“Sustain Chagrin” Is The newest Levy proposed by the school board on September 22 that hopes to respond to financial worries families may have due to the covid-19 pandemic.

“Sustain Chagrin” Is The newest Levy proposed by the school board on September 22 that hopes to respond to financial worries families may have due to the covid-19 pandemic.

By: James Rose


On September 22, the Chagrin Falls Exempted Village School school board released a presentation on the current operating levy that will be voted on November 3. This operating levy will not increase taxes, as a result of strategic cuts.

Chagrin Falls schools, as part of house bill 920, must rely on voters to get a new flat amount of revenue for the school over the next decided period of time. 

“Sustain Chagrin” is the name given to this new levey by the school board, to reflect how this will keep the levy the same as it was earlier, and to express that this money is needed to keep this school district running well.

Mrs. Ashley Brudno, the treasurer for Chagrin Falls schools, made it clear that the most important thing voters should know about this levy is how taxes will stay flat if this levy passes.

This point has a clear importance in the creation of this levy, as covid 19 has caused troubles all over the world and the school board does not wish  to put more pressure on people in chagrin at this time.

Getting the bill this low was tricky for the school board, though.

“We were tracking for being on the ballot for about a 7.9 mill ask in november of this year,” said superintendent Dr. Robert Hunt  in a video entitled “Levy Conversation with Dr. Hunt and Mrs. Brudno.”


This shows a clear drop in the  actually proposed in the spring, which asked for 3.85 mills.

A large portion of this saving can come from how the debt payments for the middle school building can be accelerated. When Chagrin Falls voted to pay for this building, the school was given an amount of money that must have been spent on the costs of building the school.

If the debt for this school is paid off then any other money set aside for paying for the middle school building can now be spent on operating, leading to more income for the school before it must sacrifice services.

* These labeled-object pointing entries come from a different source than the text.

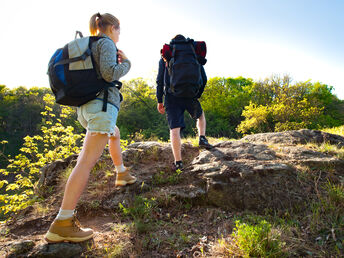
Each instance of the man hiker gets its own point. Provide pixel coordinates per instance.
(181, 79)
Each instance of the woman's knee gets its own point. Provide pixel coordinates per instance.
(117, 134)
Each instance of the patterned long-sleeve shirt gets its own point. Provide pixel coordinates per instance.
(104, 52)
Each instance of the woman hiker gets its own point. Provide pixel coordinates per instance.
(111, 64)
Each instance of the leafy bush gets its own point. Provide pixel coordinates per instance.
(254, 241)
(56, 142)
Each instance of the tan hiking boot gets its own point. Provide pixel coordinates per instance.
(124, 178)
(67, 230)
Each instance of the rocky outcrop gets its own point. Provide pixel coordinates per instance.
(257, 173)
(303, 136)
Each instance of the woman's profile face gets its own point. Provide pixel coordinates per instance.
(114, 33)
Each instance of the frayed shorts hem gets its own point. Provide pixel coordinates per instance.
(94, 132)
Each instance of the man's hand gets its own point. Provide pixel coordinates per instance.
(161, 108)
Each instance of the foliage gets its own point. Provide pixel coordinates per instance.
(140, 210)
(56, 142)
(254, 241)
(139, 113)
(223, 101)
(279, 105)
(327, 221)
(20, 115)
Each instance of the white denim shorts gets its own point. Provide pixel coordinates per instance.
(94, 120)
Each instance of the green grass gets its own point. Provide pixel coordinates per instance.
(253, 240)
(335, 130)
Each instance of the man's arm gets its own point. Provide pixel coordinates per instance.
(160, 81)
(160, 86)
(204, 82)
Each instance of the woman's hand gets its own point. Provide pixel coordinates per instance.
(161, 108)
(121, 56)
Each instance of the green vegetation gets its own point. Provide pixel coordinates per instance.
(233, 107)
(56, 142)
(259, 240)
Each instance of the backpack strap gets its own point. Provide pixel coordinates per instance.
(116, 84)
(83, 57)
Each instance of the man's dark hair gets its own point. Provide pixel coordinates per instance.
(179, 37)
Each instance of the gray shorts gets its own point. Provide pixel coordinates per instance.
(94, 120)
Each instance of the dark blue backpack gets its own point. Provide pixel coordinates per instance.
(72, 74)
(184, 69)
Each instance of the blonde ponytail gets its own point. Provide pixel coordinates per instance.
(99, 22)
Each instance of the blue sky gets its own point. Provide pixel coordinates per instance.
(249, 38)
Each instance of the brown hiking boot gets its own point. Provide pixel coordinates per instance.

The school has also tried other methods to get the cost of this levy down.

Mrs. Brudno noted that the school has planned to and started implementing cost saving measures to save around $1.2 million.

These cuts show how the current money being asked is something that went through careful consideration before implementing.

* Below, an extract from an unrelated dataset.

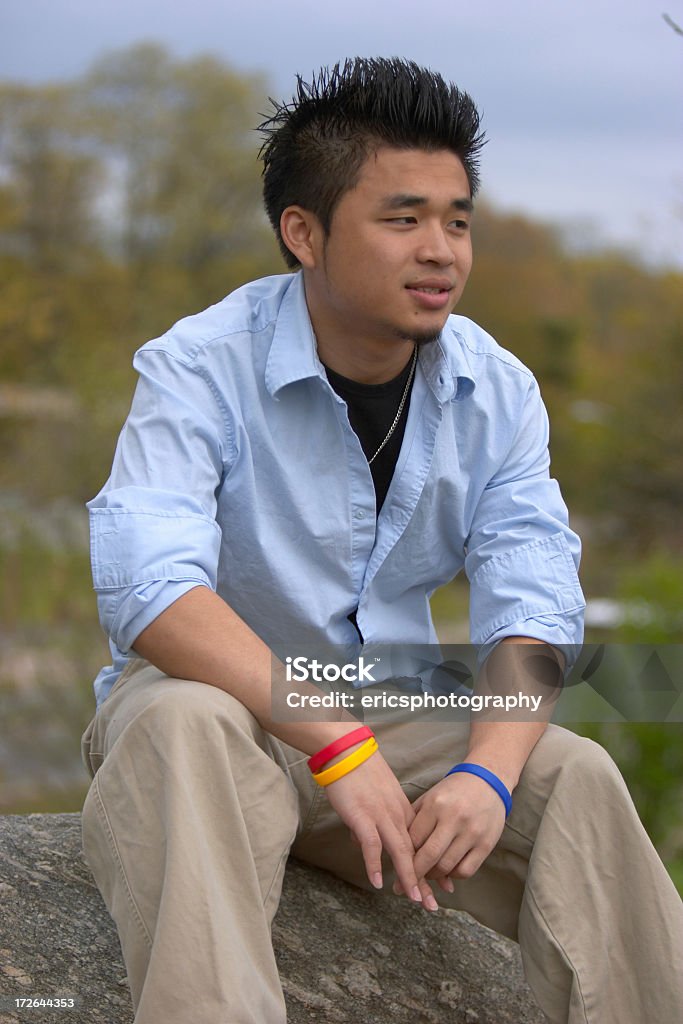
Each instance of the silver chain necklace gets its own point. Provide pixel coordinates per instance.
(400, 406)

Another thing to consider with “Sustain Chagrin” is how that money will affect the school’s balance.

 “[This levy] takes us out another three years, which is the intent and that’s our commitment to get us another three years to get out of this economic environment that we’re in and reassess at that point,” stated Mrs. Brudno.

This extra three years comment reveals that Chagrin will still be losing saved money for operating, this means this bill is based partially on the assumption that chagrin will be in a better economic position three years from now and can better balance this payment out.

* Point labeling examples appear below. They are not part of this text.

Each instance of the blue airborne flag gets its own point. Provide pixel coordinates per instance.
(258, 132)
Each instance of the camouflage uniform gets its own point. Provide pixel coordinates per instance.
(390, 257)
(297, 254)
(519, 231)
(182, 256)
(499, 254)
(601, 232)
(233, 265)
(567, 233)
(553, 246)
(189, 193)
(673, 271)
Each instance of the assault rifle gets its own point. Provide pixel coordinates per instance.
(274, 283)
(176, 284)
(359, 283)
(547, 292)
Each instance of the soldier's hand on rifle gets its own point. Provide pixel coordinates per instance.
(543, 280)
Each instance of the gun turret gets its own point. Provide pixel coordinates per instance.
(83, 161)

Another thing to consider with this levy is what happens if it fails?

“We would probably have to make further expenditure cuts,” said Mrs. Brudno.

These possible cuts will continue until another levy can be proposed in the spring.  

Dr. Hunt further explained the impact failing this levy will have.

 “We don’t like to run scare campaigns but the reality of that answer is it’s going to be some combination of additional cuts. It really starts to impact programming and what we’re offering students and a return to the ballot for millage and any millage passed in the spring will be at an additional cost to the district,” Dr. Hunt said.